Article 1er : La société Trans Loc Aquitaine est déchargée des rappels de taxe sur la valeur ajoutée et d’impôt sur les sociétés, en droits et pénalités, auxquels elle a été assujettie pour l’année 2009 au titre de la solidarité de paiement avec la société So Fre Pat en application de l’article 1724 quater du code général des impôts.

Article 2 : L’Etat versera la somme de 1 500 euros à la société Trans Loc Aquitaine en application de l’article L. 761-1 du code général des impôts.

Article 3 : Le présent arrêt sera notifié à la société Trans Loc Aquitaine et au ministre de l’action et des comptes publics.
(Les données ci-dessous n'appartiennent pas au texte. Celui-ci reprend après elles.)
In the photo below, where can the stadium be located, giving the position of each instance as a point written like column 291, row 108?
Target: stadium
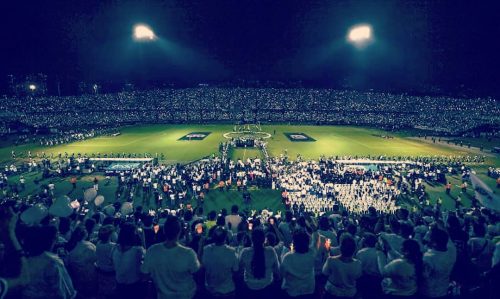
column 152, row 150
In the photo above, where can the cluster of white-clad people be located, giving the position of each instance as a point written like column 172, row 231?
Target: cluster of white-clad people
column 342, row 236
column 308, row 189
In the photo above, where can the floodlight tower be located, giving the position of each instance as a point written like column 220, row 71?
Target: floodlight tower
column 360, row 35
column 143, row 33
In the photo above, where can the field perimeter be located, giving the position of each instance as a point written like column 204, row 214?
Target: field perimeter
column 164, row 139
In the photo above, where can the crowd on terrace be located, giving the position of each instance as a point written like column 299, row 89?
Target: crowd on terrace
column 210, row 104
column 131, row 247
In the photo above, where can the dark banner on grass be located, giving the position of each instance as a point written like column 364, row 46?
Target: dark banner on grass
column 195, row 136
column 299, row 137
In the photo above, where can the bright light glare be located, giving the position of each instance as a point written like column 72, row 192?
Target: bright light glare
column 143, row 32
column 360, row 33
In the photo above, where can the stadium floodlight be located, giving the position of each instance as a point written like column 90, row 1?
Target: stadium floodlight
column 143, row 33
column 360, row 35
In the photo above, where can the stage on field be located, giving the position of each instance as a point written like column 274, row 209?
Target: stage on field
column 299, row 137
column 195, row 136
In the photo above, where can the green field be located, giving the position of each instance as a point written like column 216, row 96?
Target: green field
column 330, row 141
column 164, row 139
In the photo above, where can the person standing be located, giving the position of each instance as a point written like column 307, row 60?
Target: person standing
column 220, row 262
column 260, row 267
column 438, row 260
column 171, row 265
column 127, row 259
column 297, row 268
column 343, row 270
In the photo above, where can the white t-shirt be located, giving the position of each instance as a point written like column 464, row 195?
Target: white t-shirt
column 342, row 276
column 368, row 258
column 172, row 270
column 272, row 266
column 297, row 270
column 104, row 255
column 220, row 262
column 235, row 220
column 437, row 269
column 128, row 264
column 400, row 277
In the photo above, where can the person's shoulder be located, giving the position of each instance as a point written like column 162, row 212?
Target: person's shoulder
column 246, row 251
column 53, row 259
column 230, row 248
column 185, row 249
column 155, row 248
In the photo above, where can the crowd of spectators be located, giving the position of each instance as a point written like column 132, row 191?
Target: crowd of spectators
column 180, row 253
column 299, row 105
column 343, row 234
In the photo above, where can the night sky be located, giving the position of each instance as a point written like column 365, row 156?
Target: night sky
column 443, row 46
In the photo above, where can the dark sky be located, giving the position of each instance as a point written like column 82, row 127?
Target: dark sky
column 450, row 45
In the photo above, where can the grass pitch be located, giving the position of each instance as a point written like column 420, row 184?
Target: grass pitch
column 164, row 139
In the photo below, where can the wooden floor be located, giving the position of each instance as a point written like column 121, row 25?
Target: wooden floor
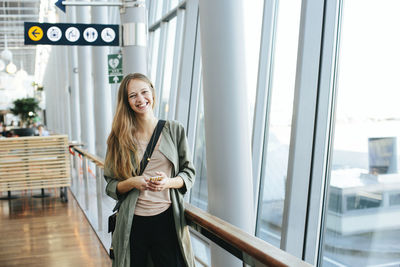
column 46, row 232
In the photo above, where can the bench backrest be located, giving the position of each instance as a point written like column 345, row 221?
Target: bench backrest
column 34, row 162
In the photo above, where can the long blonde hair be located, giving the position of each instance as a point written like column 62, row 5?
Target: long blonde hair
column 122, row 148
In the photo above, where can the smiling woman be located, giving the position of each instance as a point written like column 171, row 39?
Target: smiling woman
column 150, row 193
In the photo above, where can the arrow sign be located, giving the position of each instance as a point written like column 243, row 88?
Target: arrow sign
column 60, row 5
column 115, row 68
column 35, row 33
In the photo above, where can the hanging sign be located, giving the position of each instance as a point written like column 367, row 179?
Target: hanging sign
column 71, row 34
column 114, row 68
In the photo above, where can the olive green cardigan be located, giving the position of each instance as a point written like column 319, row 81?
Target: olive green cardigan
column 174, row 147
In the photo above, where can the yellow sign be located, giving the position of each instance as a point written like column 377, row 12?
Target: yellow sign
column 35, row 33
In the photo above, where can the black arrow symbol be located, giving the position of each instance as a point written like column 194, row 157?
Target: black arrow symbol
column 34, row 33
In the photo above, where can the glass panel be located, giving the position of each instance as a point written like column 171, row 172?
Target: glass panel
column 253, row 15
column 199, row 193
column 159, row 9
column 169, row 58
column 365, row 231
column 174, row 3
column 154, row 55
column 272, row 193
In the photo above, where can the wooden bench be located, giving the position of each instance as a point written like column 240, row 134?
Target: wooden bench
column 34, row 163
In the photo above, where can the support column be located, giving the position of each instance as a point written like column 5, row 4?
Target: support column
column 102, row 103
column 134, row 47
column 228, row 142
column 73, row 82
column 86, row 86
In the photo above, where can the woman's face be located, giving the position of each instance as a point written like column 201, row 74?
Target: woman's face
column 140, row 96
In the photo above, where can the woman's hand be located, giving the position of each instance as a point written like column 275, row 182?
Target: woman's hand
column 158, row 185
column 139, row 182
column 127, row 185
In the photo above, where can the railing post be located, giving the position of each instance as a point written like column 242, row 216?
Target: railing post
column 85, row 181
column 99, row 198
column 77, row 172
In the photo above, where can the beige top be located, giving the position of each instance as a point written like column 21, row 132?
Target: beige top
column 152, row 203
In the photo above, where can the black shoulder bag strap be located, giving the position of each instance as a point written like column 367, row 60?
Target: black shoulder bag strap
column 147, row 154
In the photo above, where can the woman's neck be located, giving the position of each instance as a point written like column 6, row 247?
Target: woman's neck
column 146, row 125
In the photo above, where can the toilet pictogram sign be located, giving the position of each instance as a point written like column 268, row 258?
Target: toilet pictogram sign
column 71, row 34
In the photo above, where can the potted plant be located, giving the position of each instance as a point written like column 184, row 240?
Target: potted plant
column 26, row 109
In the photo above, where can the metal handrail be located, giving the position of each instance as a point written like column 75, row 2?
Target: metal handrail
column 250, row 249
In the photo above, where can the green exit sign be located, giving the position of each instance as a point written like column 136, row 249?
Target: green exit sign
column 114, row 68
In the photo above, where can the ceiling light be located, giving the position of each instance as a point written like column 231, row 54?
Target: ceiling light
column 6, row 55
column 11, row 68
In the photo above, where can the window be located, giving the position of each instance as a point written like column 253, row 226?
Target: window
column 274, row 171
column 169, row 58
column 199, row 193
column 364, row 159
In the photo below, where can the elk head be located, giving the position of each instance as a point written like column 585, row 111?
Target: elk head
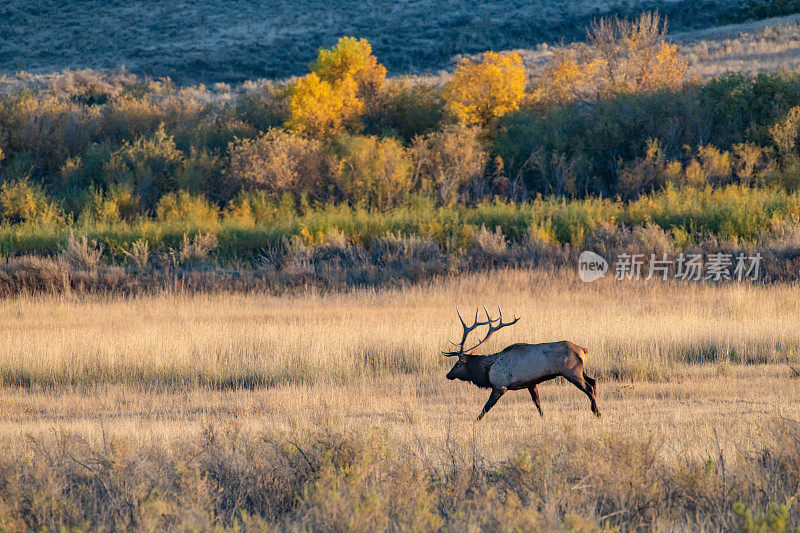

Délibéré après l’audience du 20 juin 2019, à laquelle siégeaient :

M. Aymard de Malafosse, président,

M. Laurent Pouget, président-assesseur,

Mme Marie-Pierre Beuve Dupuy, premier conseiller,

Lu en audience publique, le 25 juillet 2019.

Le rapporteur,

Laurent POUGET Le président,

Aymard de MALAFOSSE Le greffier,

Christophe PELLETIER

La République mande et ordonne au ministre de l’action et des comptes publics en ce qui le concerne, et à tous huissiers de justice à ce requis en ce qui concerne les voies de droit commun contre les parties privées, de pourvoir à l’exécution du présent arrêt.